The building incorporates the former Borough Police Station at what now forms the rear. Added by Stevens, it adjoins Goodwin's Churchside façade. The entrance is flanked by paired sash windows. Over the ground floor is carved "BOROUGH POLICE STATION".

The extension of 1991–92, by Conder UK and HLM Architects, is a Georgian-style, two-storey office building, in red brick with faux stone dressings.

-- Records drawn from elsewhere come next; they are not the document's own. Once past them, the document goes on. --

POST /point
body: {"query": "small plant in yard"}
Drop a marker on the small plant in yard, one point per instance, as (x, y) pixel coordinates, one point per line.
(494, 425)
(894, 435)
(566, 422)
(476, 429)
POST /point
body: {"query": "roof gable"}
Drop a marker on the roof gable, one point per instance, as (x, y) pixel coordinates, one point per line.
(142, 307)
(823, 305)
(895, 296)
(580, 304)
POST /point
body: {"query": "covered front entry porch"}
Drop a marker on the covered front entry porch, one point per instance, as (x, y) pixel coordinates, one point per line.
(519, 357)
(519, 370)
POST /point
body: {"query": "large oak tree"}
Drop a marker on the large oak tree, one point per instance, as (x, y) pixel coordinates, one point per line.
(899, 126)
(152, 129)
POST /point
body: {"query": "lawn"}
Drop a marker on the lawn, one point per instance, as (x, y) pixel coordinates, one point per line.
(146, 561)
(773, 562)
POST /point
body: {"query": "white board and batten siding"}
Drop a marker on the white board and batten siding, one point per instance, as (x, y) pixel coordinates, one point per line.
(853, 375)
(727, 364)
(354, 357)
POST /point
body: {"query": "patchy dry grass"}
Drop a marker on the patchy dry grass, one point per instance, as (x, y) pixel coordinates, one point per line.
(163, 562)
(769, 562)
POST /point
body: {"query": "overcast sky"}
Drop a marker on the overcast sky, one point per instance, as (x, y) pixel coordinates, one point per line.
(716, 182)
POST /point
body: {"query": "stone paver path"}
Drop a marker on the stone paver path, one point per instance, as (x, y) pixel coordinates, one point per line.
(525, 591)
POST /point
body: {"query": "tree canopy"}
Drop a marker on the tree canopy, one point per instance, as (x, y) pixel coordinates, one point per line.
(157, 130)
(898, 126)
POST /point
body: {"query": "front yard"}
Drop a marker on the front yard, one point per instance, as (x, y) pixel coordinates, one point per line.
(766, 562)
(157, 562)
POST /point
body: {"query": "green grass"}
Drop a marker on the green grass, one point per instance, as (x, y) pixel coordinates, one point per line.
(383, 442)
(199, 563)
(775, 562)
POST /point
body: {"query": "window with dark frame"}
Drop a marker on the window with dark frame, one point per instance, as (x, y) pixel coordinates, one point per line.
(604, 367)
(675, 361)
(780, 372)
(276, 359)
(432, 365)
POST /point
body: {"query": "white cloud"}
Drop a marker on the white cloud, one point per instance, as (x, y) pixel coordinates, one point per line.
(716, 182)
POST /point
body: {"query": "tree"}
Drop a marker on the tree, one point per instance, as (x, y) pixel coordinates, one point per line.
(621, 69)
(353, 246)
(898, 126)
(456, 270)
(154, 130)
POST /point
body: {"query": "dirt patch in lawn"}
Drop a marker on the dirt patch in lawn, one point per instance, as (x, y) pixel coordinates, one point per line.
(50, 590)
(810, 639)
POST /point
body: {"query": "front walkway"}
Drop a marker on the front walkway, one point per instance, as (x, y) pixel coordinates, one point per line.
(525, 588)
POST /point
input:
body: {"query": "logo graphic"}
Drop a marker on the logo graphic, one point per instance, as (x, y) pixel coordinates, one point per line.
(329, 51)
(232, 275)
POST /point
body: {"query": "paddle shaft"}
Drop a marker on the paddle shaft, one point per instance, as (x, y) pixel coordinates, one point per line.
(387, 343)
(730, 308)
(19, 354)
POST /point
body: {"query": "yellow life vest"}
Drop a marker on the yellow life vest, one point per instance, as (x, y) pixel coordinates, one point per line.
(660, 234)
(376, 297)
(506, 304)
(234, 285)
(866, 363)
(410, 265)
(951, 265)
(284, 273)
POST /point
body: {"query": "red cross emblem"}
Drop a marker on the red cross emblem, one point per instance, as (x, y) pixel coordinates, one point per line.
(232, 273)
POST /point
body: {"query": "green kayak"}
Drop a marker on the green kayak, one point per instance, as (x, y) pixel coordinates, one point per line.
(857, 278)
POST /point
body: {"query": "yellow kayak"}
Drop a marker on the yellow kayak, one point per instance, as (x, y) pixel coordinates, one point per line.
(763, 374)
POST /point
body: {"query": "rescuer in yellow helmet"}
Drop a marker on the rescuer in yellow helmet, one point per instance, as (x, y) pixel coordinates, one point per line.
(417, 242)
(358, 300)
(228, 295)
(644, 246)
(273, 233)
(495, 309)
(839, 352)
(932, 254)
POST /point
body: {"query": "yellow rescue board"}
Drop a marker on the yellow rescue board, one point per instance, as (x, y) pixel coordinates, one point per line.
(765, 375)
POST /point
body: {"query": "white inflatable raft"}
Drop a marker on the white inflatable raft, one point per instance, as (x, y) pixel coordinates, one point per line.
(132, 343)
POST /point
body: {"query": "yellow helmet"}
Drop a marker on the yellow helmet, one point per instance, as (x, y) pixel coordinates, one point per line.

The courtyard contains stones from the porch of Macclesfield Castle, dating from around 1398.

===Interior===
The Assembly Room on the first floor retains the original Goodwin decoration. It occupies the building's entire east side, with six columns matching the exterior portico running down each side, immediately adjacent to the walls. It has a large chandelier. Much of the remaining interior, including the Council Chamber and Grand Stair, is attributed to Stevens in around 1870, and is described by Hartwell et al. as "very Victorian." The Council Chamber on the first floor has pilasters in pairs on the walls and a coffered ceiling. The Grand Stair is roofed by a domed lantern with painted glass. Its stone staircase has a cast-iron balustrade, which incorporates lights on the newel posts.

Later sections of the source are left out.